BSF still looking for a breach of the international border
07 January, 2016
NEW DELHI: India’s Border Security Force (BSF), in its preliminary report on the Pathankot fiasco to the home ministry on Wednesday, said it was still looking for a breach of the international border though the focus of further investigations would be to look for any old or existing tunnels from Pakistan.
While the combing operations are under way to sanitise the Pathankot IAF base that was under siege for four days, the BSF has submitted a preliminary report to the ministry on the breach of security along the border, CNN-IBN news channel said.
It quoted unnamed sources as saying the BSF was yet to find any breach in the international border. “The BSF has in fact, turned its focus to look for possible tunnels or tractions that were used by the terrorists to infiltrate the border. A final report on the same will be submitted only after the BSF Director General D.K. Pathak returns from his tour of the international border.”
Security officials have said that though all the six terrorists have been killed, the combing operations may continue for a day or two more at the forward base where seven security personnel were killed.
Meanwhile, in what could further nail Pakistan’s hand in the Pathankot attacks, the National Investigating Agency (NIA) team investigating the case has found footprints from Pakistan shoe brand Epcot in Bamiyal area of Punjab.

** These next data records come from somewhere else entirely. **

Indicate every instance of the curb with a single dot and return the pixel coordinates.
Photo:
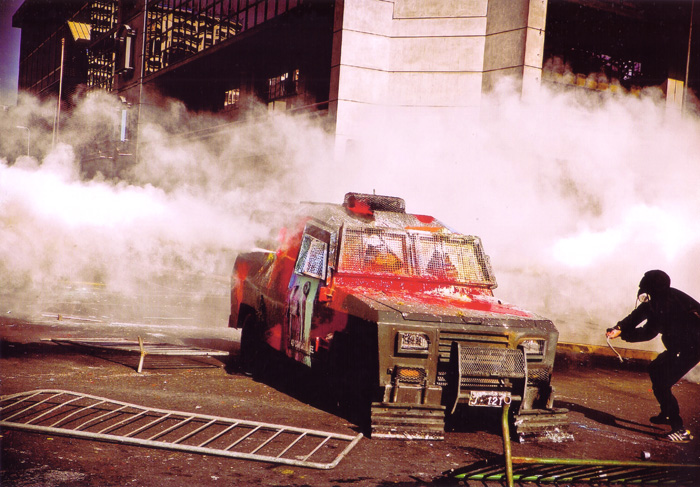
(578, 354)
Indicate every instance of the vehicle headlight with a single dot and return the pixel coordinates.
(533, 346)
(412, 342)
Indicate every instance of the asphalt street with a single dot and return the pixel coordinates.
(609, 405)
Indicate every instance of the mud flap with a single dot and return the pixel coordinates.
(543, 425)
(408, 421)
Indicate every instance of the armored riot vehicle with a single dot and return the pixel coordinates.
(397, 311)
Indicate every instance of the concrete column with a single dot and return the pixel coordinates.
(515, 43)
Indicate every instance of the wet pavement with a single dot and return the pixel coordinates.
(609, 404)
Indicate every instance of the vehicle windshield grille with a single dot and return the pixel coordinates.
(458, 259)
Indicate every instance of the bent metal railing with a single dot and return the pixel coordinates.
(85, 416)
(577, 471)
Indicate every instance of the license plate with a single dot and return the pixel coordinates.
(489, 399)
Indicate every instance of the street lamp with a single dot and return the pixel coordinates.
(27, 129)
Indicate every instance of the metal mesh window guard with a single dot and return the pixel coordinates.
(454, 258)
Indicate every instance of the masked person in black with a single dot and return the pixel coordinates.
(676, 316)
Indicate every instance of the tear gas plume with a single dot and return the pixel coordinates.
(575, 196)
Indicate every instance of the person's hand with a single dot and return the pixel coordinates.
(613, 332)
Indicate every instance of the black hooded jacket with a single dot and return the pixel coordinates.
(672, 313)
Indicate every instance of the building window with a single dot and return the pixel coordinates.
(232, 98)
(282, 86)
(178, 29)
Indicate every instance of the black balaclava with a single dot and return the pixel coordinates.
(654, 283)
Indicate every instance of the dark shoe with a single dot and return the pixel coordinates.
(678, 436)
(659, 419)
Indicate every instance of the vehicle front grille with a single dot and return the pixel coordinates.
(486, 361)
(537, 376)
(468, 340)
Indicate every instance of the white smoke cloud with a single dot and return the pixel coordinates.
(575, 196)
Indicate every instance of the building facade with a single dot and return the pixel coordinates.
(349, 61)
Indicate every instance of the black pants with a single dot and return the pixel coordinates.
(664, 371)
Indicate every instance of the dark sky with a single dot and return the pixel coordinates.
(9, 52)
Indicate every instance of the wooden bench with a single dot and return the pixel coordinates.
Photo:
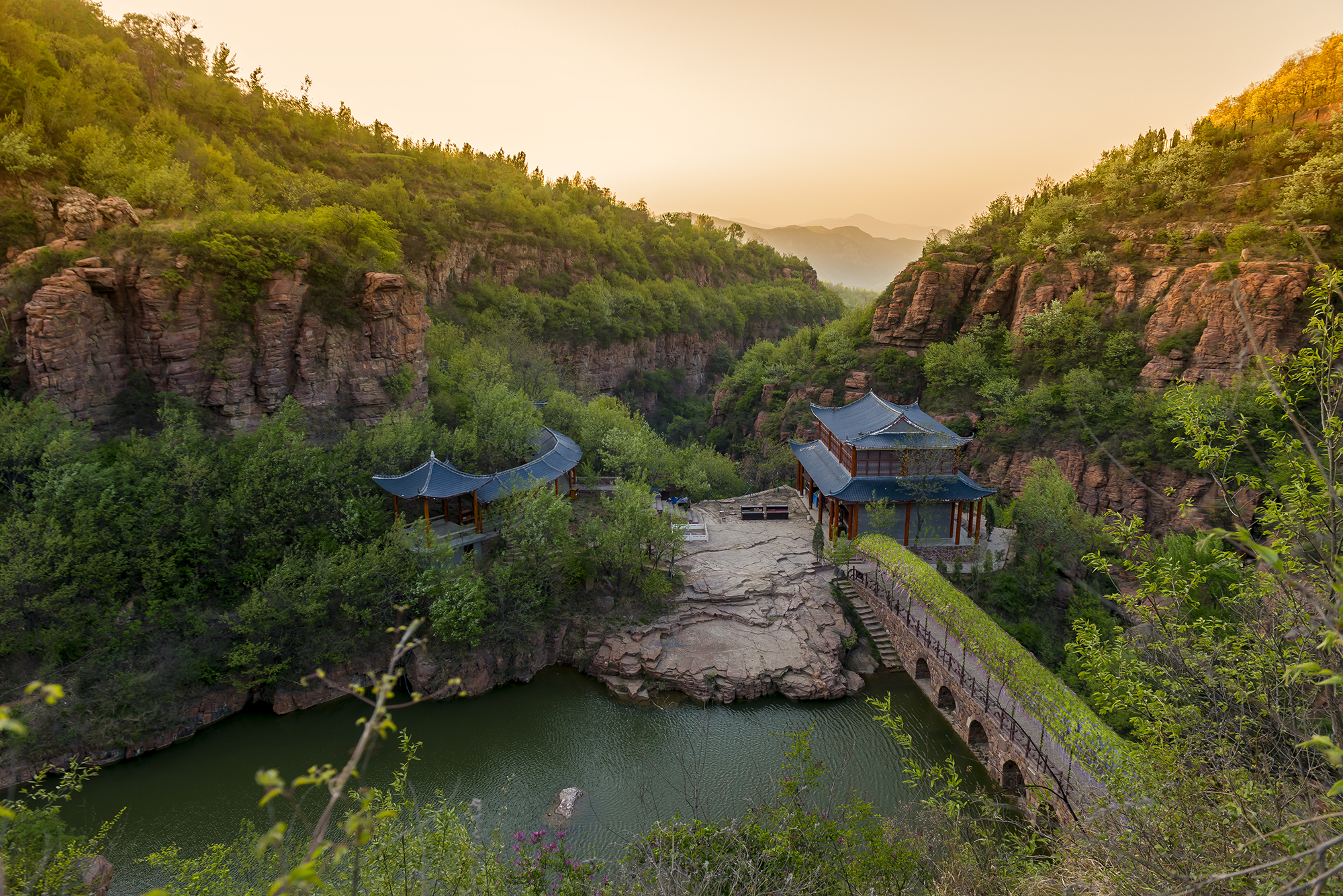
(765, 511)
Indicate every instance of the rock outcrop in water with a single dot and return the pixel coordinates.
(757, 617)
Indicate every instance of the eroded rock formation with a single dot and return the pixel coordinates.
(88, 328)
(757, 617)
(933, 306)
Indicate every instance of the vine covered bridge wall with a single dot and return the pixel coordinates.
(1023, 754)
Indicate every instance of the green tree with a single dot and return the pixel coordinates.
(629, 538)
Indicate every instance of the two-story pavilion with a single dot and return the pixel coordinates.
(878, 451)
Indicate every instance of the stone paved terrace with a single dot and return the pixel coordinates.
(755, 617)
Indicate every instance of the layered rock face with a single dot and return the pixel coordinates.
(1103, 486)
(757, 617)
(929, 307)
(88, 328)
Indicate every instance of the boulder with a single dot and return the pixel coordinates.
(79, 213)
(44, 211)
(860, 659)
(116, 212)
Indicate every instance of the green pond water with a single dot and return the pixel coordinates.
(515, 749)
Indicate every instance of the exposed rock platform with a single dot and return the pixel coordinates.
(757, 617)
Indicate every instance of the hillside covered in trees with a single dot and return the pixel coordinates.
(1157, 337)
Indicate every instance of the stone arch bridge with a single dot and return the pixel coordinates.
(1021, 753)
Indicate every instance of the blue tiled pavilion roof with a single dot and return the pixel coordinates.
(876, 423)
(835, 481)
(557, 455)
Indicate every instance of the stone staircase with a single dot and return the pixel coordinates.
(876, 631)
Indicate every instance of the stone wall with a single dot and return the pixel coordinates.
(1001, 741)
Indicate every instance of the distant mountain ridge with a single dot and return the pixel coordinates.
(843, 254)
(870, 224)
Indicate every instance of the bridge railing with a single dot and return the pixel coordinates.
(1075, 783)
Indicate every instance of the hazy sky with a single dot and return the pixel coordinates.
(780, 111)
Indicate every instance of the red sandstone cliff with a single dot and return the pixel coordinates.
(88, 328)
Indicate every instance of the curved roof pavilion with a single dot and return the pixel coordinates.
(557, 458)
(879, 451)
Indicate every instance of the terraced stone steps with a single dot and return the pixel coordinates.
(886, 650)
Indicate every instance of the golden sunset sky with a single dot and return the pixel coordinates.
(774, 111)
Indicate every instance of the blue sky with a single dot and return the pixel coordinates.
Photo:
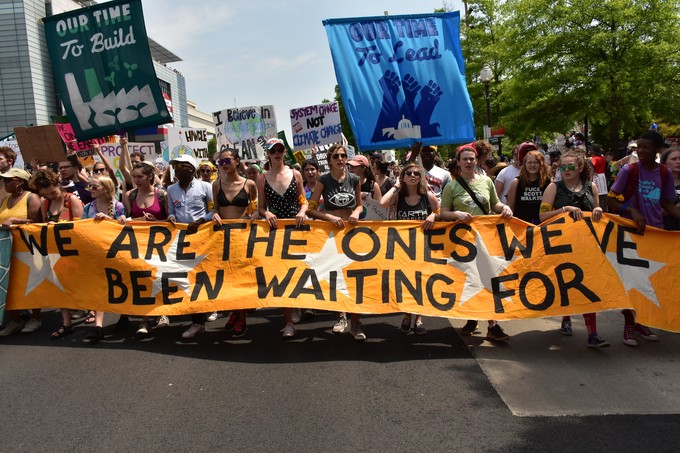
(239, 53)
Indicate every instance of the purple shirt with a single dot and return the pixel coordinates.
(648, 197)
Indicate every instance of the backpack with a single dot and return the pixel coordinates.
(634, 178)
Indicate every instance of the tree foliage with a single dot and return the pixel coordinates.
(614, 61)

With the focus shifting on investigation, anti-terror probe agency NIA’s chief Sharad Kumar was to arrive in Pathankot on Wednesday afternoon for an on-the-spot assessment. Kumar had said that solving the conspiracy behind the attack was a “very big challenge” but recalled how the agency had in the past established the identity of culprits in many blind cases.
“It’s a very challenging case and a lot of investigation needs to be done.“ Therefore, I am not fixing any deadline to the case but we will try to complete the probe soon,” the channel quoted Kumar as saying.
Asked about the nationality of the terrorists involved in the Pathankot attack, Kumar had said there was little doubt that the suspects were from Pakistan and added “whatever evidence that is available in front of us till now is based on intercepted telephone calls between the terrorists and their handlers and family members across the border”.
He, however, refrained from naming the terror group responsible for the attack, saying “Let us work first. We will be able to establish everything once we have some evidence to support our claims. The case has to be proved before the court of law and therefore I will refrain from making statements on speculation.”
CNN-IBN said the alleged terrorists were believed to owe allegiance to Pakistan-based Jaish-i-Mohammad.
Kumar had said the probe was at an initial stage and refused to confirm if Pakistan’s external spy agency ISI had a role to play in the incident. “I can’t say whether ISI is involved or not. Let us see what happens after our probe is completed,” he said.
NIA had on Tuesday registered three cases in connection with the brazen terror strike, including the murder of a taxi driver, kidnapping of a superintendent of police and attack on the IAF base on the intervening night of January 1 and 2.
The NIA chief said Central Forensic Science Laboratory (CFSL) team was already assisting the 20-member agency team that is camping in Pathankot after the news of terror strike broke on Jan 2.